Twitter Embeddings
While context embeddings are currently the hotest paradigm in natural language processing, I spent a fair amount of my Ph.D. on word embeddings for NLP tasks on Twitter data. In this blog post I want to share some unpublished results on the usage of Word2Vec and FastText embeddings, trained on Twitter data.
Word representations
A word representation is a mathematical object associated with each word, typically a vector, for which each dimension represents a word feature (Turian et al., 2010). Each feature represents some property of the word which sometimes can be syntactically or semantically interpreted. In a supervised setting, words are often represented as one-hot vectors. That is, binary vectors with a size equal to the vocabulary size and zeros on every position except for the position which equals the index of the word within the vocabulary. However, this means that during test time, unknown words will have no word-specific representation. Also, handling of rare words will be poor because they did not occur frequently enough during training. One way to solve this is to manually define a limited number of features. For example, the feature “word ends on -ed” is a good feature for a word which should be classified as a verb in the context of PoS tagging and is common with unseen verbs. Constructing feature vectors manually is a labor intensive task and requires a lot of domain knowledge. Moreover, when a new type of domain emerges such as social media microposts, domain knowledge is limited or non-existent and consequently requires a lot of effort to build new NLP systems. Therefore, new techniques which learn good features in an unsupervised way became highly popular.

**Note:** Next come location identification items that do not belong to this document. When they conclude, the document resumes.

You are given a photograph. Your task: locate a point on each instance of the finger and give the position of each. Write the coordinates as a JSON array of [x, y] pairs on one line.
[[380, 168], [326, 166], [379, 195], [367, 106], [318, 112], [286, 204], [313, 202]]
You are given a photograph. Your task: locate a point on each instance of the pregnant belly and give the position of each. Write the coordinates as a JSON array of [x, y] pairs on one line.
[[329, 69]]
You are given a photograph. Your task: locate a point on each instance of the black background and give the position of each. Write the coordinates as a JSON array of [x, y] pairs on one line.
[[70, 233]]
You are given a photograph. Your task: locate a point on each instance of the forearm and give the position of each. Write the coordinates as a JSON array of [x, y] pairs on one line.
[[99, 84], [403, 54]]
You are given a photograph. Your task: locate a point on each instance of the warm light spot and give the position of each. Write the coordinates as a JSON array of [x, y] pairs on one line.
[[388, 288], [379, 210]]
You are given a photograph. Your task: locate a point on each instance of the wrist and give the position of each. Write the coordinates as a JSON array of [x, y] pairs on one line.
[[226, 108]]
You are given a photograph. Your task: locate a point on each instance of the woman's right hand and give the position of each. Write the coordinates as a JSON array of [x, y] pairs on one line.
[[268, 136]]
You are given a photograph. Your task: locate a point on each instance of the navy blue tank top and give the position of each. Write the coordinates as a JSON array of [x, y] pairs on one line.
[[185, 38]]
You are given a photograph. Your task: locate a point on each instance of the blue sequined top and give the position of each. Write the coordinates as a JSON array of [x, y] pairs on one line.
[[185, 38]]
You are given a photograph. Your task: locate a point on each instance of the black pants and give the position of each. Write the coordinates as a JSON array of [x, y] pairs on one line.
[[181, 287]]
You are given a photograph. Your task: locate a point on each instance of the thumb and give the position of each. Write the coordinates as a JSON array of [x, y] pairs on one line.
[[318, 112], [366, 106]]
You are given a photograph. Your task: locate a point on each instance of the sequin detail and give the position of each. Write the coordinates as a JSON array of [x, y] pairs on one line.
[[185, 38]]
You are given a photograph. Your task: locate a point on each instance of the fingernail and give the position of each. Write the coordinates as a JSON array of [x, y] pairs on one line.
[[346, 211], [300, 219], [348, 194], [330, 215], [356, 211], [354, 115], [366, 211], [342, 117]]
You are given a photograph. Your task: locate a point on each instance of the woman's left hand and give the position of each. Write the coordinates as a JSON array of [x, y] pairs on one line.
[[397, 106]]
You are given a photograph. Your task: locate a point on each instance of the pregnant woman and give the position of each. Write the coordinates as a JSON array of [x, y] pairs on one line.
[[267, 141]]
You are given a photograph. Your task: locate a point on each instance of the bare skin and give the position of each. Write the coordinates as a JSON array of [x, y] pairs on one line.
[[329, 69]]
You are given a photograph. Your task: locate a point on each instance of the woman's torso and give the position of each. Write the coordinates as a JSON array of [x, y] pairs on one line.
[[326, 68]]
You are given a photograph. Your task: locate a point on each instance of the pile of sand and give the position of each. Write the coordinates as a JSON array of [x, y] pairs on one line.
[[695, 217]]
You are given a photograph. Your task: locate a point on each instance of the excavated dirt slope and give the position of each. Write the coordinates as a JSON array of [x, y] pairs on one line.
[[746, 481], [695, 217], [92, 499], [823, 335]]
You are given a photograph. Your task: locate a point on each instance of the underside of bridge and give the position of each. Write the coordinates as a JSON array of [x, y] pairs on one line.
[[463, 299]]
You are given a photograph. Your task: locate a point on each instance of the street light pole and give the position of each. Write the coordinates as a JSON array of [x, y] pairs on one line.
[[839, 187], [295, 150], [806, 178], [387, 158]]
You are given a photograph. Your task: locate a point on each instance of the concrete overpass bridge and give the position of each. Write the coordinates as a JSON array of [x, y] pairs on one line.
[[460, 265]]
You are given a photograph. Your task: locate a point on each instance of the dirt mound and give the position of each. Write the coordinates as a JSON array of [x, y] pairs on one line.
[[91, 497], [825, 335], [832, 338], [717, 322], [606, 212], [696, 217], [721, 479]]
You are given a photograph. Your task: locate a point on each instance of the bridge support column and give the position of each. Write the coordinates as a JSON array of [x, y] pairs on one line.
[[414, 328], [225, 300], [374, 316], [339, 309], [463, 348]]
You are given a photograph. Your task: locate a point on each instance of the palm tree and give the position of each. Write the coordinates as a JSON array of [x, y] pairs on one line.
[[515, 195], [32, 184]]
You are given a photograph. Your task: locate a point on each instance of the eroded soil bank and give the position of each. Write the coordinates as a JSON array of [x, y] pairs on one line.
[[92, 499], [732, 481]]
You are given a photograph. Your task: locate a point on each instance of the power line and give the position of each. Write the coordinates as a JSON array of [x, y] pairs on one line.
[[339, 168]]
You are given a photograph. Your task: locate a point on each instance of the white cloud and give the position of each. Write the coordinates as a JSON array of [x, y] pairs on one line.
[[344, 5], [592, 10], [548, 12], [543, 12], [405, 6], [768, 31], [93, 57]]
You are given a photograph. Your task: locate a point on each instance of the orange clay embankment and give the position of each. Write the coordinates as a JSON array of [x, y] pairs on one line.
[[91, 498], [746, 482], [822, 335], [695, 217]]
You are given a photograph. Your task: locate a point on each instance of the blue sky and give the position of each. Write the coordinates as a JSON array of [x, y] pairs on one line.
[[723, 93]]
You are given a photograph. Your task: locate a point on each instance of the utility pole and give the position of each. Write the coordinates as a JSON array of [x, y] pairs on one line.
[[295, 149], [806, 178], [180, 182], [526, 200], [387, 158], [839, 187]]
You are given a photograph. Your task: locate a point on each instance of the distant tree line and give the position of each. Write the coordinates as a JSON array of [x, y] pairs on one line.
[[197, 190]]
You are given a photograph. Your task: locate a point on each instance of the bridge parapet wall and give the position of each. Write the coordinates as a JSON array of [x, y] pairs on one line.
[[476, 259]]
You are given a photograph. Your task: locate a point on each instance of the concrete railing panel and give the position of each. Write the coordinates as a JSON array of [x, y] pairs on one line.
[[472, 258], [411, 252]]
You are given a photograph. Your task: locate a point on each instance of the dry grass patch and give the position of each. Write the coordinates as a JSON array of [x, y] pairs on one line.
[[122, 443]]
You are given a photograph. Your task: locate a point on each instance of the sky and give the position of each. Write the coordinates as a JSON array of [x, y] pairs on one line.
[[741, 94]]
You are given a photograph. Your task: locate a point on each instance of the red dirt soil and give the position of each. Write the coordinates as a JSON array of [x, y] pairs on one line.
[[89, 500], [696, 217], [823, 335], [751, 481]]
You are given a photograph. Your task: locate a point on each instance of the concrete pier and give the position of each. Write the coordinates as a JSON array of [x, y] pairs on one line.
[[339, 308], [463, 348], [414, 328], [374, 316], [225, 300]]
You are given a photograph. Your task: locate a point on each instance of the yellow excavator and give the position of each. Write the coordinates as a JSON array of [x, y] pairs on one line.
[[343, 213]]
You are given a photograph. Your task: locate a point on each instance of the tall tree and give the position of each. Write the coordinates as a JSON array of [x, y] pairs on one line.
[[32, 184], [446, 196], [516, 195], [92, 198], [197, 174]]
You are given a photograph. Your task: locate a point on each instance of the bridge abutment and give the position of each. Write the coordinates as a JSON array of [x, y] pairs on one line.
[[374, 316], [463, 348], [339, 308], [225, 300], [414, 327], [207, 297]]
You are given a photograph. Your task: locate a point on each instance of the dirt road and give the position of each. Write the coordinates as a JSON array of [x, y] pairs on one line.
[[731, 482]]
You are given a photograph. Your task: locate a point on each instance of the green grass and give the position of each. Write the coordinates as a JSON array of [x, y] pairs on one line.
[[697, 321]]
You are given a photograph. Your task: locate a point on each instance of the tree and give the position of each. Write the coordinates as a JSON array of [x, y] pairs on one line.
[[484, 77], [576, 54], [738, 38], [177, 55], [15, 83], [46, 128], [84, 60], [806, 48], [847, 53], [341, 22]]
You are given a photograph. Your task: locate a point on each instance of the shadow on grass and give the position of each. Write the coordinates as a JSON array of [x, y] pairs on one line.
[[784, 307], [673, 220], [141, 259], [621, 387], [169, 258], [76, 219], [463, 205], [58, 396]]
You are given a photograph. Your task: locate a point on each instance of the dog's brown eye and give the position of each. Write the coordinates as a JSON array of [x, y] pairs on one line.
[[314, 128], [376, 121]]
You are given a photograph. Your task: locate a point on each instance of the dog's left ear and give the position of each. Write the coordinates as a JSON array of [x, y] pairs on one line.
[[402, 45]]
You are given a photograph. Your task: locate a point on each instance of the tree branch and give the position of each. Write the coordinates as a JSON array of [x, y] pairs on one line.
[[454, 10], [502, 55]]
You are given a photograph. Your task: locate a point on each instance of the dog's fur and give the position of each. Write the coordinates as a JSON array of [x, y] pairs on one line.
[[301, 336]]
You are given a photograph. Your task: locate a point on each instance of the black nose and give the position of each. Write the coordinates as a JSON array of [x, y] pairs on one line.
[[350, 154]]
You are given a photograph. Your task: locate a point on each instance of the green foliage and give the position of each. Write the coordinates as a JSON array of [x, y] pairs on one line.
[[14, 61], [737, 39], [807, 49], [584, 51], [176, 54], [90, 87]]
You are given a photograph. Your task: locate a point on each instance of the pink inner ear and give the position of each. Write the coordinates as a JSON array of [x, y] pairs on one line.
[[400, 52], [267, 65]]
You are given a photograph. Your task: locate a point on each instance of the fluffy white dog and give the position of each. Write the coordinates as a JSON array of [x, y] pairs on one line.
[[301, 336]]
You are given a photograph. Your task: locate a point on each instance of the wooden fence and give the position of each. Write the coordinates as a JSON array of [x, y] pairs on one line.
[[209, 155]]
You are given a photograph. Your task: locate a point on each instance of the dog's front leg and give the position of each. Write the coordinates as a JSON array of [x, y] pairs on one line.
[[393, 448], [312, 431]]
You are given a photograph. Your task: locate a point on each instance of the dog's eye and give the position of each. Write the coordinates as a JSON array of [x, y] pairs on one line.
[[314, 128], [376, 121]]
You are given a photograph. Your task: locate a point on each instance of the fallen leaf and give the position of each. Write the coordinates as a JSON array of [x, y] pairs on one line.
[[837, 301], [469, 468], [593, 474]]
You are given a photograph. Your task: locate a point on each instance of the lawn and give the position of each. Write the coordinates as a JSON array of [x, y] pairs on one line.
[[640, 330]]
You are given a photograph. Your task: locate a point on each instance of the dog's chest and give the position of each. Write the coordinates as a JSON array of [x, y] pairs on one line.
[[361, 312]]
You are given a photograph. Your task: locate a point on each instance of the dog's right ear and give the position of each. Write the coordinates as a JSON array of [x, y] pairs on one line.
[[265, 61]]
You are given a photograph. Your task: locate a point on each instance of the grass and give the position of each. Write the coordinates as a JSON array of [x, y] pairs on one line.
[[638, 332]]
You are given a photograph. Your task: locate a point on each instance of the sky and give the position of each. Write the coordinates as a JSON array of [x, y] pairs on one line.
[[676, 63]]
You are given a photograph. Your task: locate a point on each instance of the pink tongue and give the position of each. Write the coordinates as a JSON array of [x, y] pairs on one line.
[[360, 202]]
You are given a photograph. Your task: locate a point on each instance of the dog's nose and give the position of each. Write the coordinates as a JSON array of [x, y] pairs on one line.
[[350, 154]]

Three types of word representations
Three types of unsupervised word representations exist (Turian et al., 2010):
- Distributional word representations: Based on a co-occurrence matrix of words and word or document contexts, per-word representations are inferred. Notable methods are Latent Semantic Analysis (LSA) (Dumais et al., 1988) and Latent Dirich-let Allocation (LDA) (Blei et al., 2003).
- Clustering-based word representations: A clustering approach is used to group words with similar properties together. For example, Brown word representations use a hierarchical clustering technique to group words at multiple levels of granularity (Brown et al., 1992).
- Distributed word representations: Using a predictive neural language model (Bengio, 2008), real-valued low-dimensional dense vectors are inferred for each word. These representations are better known as word embeddings. To deal with large corpora, fast and simple variants of neural language models have emerged such as Word2vec (Mikolov et al., 2013a) and FastText ( Bojanowski et al., 2017).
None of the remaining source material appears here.